Appeals court overturns order blocking biotech sugar beets
By James C. Webster
© Copyright Agri-Pulse Communications, Inc.
WASHINGTON, Feb. 27 - A three-judge panel of the Ninth Circuit Court of Appeals in San Francisco Friday overturned a preliminary injunction that mandated destruction of biotech sugar beets planted under USDA permits. It ruled that the challengers “have failed to demonstrate irreparable harm” from allowing stecklings, or seedlings that the court described as “juvenile sugar beets,” to be grown.
“Plaintiffs give us little reason not to defer to APHIS's technical expertise and judgments on this score,” Judge Sidney R. Thomas, a Clinton appointee, wrote in the 20-page opinion for the court.
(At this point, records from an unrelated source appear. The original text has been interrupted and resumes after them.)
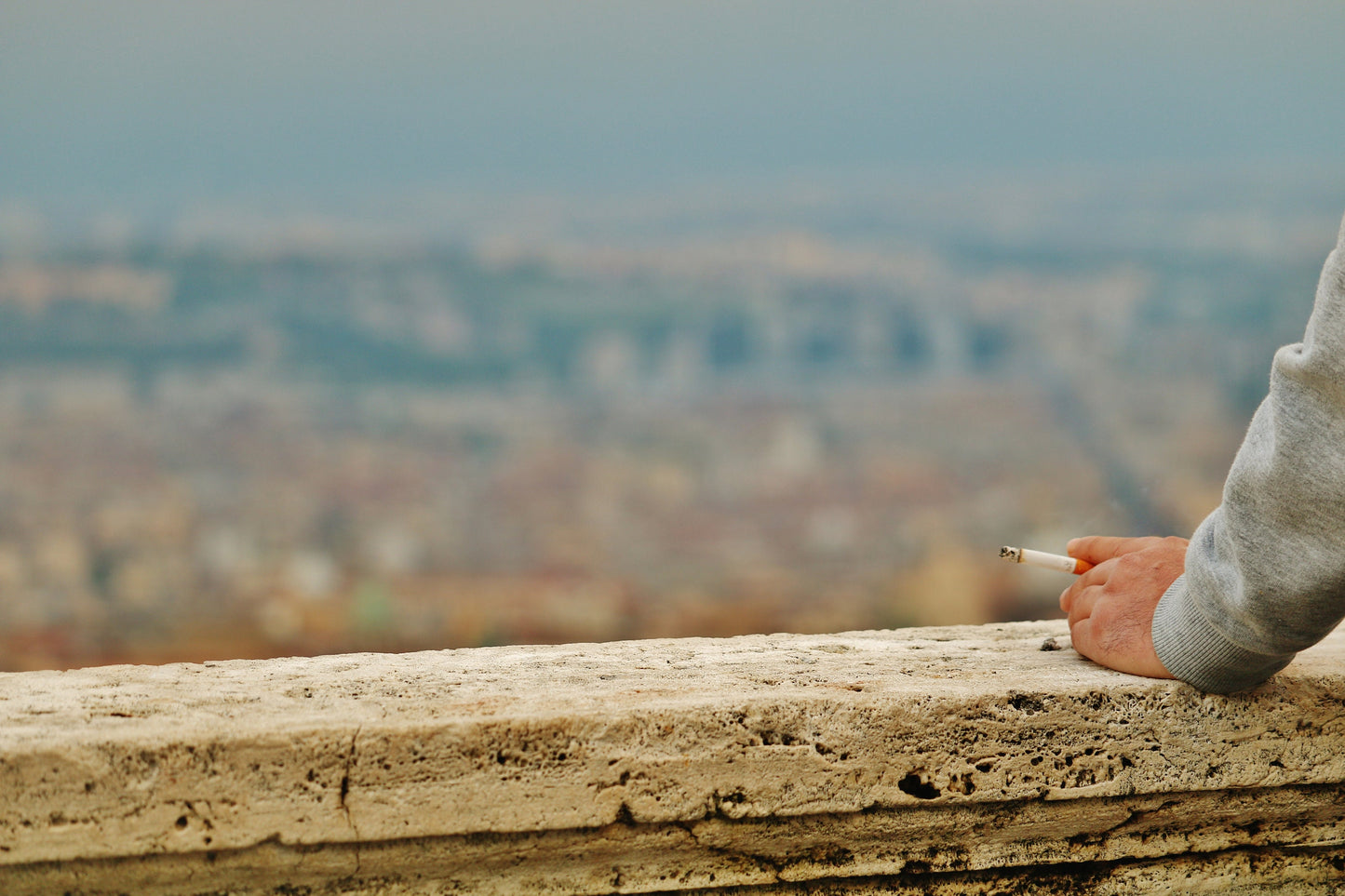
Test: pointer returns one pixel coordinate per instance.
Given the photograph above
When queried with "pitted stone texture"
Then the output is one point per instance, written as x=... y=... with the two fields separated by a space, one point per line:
x=934 y=845
x=676 y=740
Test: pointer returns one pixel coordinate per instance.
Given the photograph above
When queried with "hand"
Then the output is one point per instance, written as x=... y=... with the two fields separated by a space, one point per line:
x=1111 y=606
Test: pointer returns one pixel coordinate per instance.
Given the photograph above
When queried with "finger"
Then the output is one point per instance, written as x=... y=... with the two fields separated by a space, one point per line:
x=1095 y=549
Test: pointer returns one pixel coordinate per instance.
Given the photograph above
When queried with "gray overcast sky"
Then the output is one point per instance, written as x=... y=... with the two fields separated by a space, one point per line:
x=189 y=99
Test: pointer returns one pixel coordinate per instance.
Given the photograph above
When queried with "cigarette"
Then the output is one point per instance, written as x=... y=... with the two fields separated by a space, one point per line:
x=1042 y=558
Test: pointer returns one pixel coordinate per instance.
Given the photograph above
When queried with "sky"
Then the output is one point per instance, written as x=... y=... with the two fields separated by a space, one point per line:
x=177 y=101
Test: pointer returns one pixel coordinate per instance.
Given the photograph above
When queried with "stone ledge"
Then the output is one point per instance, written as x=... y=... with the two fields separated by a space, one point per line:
x=904 y=756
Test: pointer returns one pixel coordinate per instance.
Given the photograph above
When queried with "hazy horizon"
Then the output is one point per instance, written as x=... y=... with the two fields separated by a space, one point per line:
x=160 y=105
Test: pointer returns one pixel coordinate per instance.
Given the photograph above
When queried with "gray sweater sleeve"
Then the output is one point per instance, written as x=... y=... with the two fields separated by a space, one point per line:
x=1266 y=572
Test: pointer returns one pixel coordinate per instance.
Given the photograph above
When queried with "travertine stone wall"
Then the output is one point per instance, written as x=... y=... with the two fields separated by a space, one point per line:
x=948 y=760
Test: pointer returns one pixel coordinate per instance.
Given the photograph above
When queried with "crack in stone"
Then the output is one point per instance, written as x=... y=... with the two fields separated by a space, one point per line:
x=344 y=791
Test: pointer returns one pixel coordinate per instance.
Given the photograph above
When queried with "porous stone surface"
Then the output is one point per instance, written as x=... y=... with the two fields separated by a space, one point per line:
x=862 y=762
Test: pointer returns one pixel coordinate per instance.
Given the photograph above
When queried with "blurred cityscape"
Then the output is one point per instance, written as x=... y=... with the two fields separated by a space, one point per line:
x=814 y=409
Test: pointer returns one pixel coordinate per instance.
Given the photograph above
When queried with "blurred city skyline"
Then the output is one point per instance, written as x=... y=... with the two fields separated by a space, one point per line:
x=347 y=326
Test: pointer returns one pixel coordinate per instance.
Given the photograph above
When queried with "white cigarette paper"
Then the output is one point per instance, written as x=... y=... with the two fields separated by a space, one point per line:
x=1042 y=558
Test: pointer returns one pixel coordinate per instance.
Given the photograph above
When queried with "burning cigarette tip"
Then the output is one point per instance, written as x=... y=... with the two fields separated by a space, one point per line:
x=1044 y=560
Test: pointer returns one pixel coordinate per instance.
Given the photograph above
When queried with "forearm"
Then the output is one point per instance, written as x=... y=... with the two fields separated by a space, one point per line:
x=1266 y=570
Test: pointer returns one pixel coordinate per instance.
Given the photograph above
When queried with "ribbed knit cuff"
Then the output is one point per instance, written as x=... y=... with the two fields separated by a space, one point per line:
x=1193 y=650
Although the case is what the judge calls “a thin slice of a larger litigation,” it is a major setback for the coalition of biotechnology critics and organic activists that has delayed but so far not prevented the rapid adoption of transgenic plant technology in U.S. agriculture.
The ruling shredded the exaggerated claims of attorneys for Earthjustice and the Center for Food Safety, who have put roadblocks in the way of farmers who wanted to plant biotech alfalfa and sugar beets and run up large legal costs for USDA, the Justice Department and the cooperatives who helped Monsanto develop the alfalfa and have been processing and marketing the beets.
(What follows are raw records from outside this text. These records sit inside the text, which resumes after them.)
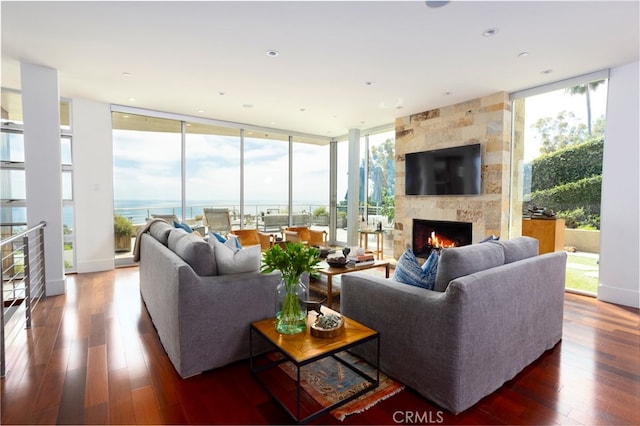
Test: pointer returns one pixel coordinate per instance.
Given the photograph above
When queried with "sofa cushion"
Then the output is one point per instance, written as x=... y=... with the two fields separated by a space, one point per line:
x=231 y=241
x=230 y=261
x=193 y=250
x=182 y=225
x=459 y=261
x=408 y=271
x=518 y=248
x=160 y=231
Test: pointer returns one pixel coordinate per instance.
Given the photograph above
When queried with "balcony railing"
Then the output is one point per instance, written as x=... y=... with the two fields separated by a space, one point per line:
x=23 y=282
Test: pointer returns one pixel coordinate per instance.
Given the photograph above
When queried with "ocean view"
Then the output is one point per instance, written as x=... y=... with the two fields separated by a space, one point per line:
x=139 y=211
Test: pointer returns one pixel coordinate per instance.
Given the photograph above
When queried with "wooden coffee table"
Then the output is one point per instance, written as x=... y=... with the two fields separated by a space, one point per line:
x=330 y=271
x=302 y=349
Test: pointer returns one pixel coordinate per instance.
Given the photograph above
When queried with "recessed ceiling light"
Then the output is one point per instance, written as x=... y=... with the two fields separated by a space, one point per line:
x=490 y=32
x=435 y=4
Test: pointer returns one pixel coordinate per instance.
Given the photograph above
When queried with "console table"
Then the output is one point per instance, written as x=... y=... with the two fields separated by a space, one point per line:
x=364 y=241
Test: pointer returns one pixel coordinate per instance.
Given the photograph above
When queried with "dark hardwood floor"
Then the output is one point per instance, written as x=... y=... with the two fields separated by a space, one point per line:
x=92 y=357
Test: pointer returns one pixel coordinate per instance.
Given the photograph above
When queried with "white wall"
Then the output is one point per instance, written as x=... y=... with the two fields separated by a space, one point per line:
x=619 y=239
x=41 y=114
x=93 y=185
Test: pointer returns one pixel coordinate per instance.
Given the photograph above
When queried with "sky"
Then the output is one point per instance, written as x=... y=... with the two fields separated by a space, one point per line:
x=551 y=103
x=213 y=170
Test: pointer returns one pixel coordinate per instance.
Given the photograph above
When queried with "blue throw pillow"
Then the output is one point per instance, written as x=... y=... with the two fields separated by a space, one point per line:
x=430 y=268
x=184 y=226
x=218 y=237
x=233 y=240
x=409 y=271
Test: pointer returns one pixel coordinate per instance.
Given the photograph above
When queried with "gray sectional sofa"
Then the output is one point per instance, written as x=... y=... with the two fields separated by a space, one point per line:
x=202 y=317
x=496 y=307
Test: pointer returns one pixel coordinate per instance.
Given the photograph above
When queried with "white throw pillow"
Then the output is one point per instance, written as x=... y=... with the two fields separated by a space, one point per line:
x=229 y=261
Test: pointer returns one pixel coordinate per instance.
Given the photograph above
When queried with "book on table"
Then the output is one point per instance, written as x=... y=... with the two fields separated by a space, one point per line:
x=361 y=259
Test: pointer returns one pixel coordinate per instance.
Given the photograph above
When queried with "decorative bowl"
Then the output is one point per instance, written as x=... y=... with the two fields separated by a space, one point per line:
x=337 y=262
x=328 y=333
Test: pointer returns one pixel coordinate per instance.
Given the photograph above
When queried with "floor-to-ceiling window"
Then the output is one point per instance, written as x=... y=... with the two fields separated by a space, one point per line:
x=176 y=165
x=310 y=172
x=147 y=173
x=558 y=148
x=212 y=176
x=266 y=173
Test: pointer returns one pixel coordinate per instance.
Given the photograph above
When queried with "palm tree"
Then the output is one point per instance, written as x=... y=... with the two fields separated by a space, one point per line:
x=585 y=88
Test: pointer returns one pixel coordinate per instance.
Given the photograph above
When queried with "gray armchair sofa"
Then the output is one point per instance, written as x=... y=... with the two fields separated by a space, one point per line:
x=496 y=308
x=201 y=317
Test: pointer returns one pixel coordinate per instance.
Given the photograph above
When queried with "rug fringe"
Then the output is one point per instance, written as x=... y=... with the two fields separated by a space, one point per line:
x=343 y=416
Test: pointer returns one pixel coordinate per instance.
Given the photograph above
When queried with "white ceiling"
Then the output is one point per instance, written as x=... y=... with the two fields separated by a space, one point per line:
x=182 y=55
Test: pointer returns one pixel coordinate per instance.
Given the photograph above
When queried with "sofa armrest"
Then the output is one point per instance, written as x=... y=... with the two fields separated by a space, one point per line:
x=414 y=324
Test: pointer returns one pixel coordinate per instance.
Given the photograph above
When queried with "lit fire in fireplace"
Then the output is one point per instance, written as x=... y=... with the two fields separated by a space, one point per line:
x=435 y=241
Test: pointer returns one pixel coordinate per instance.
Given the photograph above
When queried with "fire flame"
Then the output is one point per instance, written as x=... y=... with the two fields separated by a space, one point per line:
x=434 y=241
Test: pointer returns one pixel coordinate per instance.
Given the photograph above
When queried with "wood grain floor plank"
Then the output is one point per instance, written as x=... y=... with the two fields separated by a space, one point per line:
x=146 y=407
x=97 y=387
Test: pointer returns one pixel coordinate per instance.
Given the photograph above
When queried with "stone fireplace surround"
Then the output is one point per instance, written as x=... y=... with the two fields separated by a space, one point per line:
x=485 y=120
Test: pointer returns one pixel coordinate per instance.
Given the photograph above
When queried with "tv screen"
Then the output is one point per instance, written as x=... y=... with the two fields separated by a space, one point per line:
x=448 y=171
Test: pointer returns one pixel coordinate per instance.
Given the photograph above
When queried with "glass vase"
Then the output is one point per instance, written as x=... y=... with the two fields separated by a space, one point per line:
x=291 y=306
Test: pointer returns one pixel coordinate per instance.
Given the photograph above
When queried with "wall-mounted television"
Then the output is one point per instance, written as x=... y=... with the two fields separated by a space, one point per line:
x=448 y=171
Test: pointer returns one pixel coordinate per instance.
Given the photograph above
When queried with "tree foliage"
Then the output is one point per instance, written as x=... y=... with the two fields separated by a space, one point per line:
x=567 y=178
x=567 y=165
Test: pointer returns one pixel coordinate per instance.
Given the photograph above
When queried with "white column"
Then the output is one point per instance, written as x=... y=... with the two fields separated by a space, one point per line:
x=93 y=185
x=353 y=217
x=43 y=169
x=619 y=232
Thomas wrote that the challengers failed to show that the stecklings “present a possibility, much less a likelihood, of genetic contamination or other irreparable harm” but instead the “undisputed evidence indicates that the stecklings pose a negligible risk.” The permits prohibit flowering or pollination, he said. APHIS has permitted more than 100 confined field releases of Roundup Ready sugar beets with no known “loss of confinement,” Thomas wrote. The Supreme Court's decision last year in a related Monsanto case warned against granting injunctions where APHIS's action is “sufficiently limited” and where “the risk of gene flow to [plaintiffs'] crops could be virtually nonexistent,” he said, and the permit process appears to follow the high court dictum.
The appeals court said that U.S. District Judge Jeffery White erred in finding that the stecklings posed “an imminent risk of environmental harm” because the damage claims “hinge entirely on later stages of Roundup Ready sugar beet planting and production. “Their alleged irreparable harms hinged on future APHIS decisions, and nothing prevented plaintiffs from filing a new legal challenge if and when those decisions were made,” Thomas wrote. “The alleged irreparable harms are little more than an expression that ‘life finds a way',” he said, adding that “an invocation to chaos theory is not sufficient to justify a preliminary injunction.”
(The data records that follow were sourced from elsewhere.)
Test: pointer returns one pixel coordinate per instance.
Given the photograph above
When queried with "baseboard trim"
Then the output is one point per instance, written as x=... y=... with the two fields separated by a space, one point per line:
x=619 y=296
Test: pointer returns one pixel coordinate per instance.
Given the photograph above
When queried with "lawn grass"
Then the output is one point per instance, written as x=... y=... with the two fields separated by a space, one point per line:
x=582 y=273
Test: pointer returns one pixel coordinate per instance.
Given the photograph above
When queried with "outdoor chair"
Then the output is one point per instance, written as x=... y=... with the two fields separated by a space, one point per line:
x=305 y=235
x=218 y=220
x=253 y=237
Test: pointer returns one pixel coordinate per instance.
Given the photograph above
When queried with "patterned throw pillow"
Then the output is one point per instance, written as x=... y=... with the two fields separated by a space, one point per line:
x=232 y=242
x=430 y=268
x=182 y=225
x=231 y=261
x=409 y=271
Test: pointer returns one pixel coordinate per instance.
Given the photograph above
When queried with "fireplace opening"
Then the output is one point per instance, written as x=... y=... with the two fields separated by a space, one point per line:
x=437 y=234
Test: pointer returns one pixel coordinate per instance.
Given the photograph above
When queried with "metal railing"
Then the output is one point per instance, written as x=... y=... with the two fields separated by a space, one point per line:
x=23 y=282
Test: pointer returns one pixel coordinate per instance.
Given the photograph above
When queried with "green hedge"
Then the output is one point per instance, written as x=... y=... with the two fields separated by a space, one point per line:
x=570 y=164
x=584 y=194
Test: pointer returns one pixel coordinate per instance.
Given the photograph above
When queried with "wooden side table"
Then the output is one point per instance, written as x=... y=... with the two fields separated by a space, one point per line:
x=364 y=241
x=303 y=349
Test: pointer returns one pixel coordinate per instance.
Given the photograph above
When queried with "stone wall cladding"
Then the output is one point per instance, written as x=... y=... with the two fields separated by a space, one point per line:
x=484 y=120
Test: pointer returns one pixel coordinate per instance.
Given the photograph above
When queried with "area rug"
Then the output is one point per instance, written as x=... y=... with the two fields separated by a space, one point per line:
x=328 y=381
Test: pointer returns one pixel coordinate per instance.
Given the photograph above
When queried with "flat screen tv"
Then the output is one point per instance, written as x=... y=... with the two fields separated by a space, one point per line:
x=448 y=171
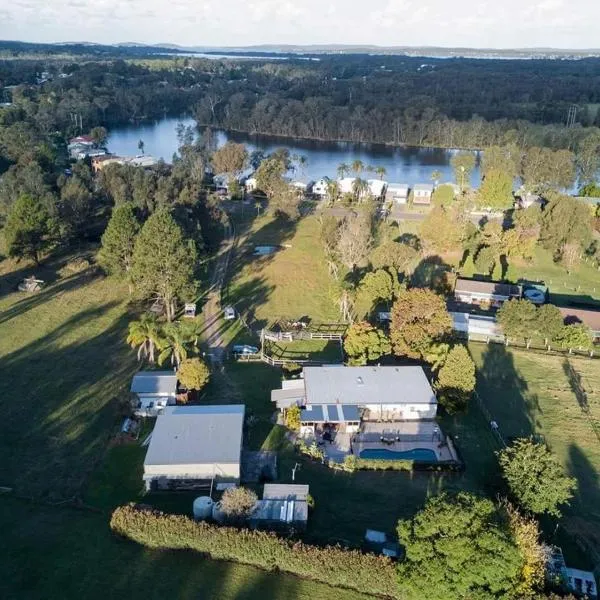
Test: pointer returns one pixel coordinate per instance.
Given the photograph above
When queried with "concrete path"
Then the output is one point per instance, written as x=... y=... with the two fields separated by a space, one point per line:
x=212 y=310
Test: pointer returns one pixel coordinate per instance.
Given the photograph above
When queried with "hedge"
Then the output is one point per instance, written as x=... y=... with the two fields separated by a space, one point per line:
x=333 y=565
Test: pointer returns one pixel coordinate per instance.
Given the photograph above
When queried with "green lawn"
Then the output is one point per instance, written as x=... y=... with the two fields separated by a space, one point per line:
x=328 y=351
x=558 y=398
x=289 y=284
x=65 y=553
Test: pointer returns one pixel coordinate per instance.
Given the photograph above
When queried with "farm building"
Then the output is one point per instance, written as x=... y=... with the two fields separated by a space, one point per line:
x=191 y=445
x=281 y=505
x=472 y=291
x=154 y=390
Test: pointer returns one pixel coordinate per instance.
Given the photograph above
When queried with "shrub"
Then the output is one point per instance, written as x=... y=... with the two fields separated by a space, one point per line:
x=237 y=503
x=365 y=573
x=292 y=418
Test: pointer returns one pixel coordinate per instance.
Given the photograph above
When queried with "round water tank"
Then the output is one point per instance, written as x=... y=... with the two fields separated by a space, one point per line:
x=203 y=507
x=534 y=295
x=218 y=515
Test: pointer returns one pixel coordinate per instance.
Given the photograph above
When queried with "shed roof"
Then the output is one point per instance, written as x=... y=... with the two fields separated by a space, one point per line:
x=330 y=413
x=154 y=382
x=423 y=187
x=487 y=287
x=197 y=435
x=591 y=318
x=367 y=385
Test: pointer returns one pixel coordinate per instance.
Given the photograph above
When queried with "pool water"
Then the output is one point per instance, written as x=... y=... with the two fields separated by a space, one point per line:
x=418 y=454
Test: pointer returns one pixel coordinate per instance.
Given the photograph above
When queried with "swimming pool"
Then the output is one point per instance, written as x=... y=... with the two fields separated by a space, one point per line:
x=416 y=454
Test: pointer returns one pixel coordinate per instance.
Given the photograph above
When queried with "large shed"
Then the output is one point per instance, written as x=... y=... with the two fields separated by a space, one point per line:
x=195 y=444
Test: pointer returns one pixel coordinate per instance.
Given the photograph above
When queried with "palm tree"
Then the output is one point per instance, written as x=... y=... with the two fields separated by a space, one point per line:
x=145 y=335
x=333 y=190
x=359 y=187
x=381 y=172
x=358 y=166
x=343 y=170
x=176 y=344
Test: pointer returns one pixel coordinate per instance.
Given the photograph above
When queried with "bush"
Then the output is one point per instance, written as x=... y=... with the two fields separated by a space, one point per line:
x=237 y=504
x=365 y=573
The ruling does not change the 2008 suit that persuaded the lower court to require APHIS to do an environmental impact statement rather than a less exhaustive environmental assessment before clearing the beets for commercial use. USDA announced Feb. 4 that it would allow planting to resume under controlled conditions. “The decision will be immediately challenged in court by a coalition of farmers and conservation groups: the Center for Food Safety, Organic Seed Alliance, High Mowing Organic Seeds and the Sierra Club,” the coalition said.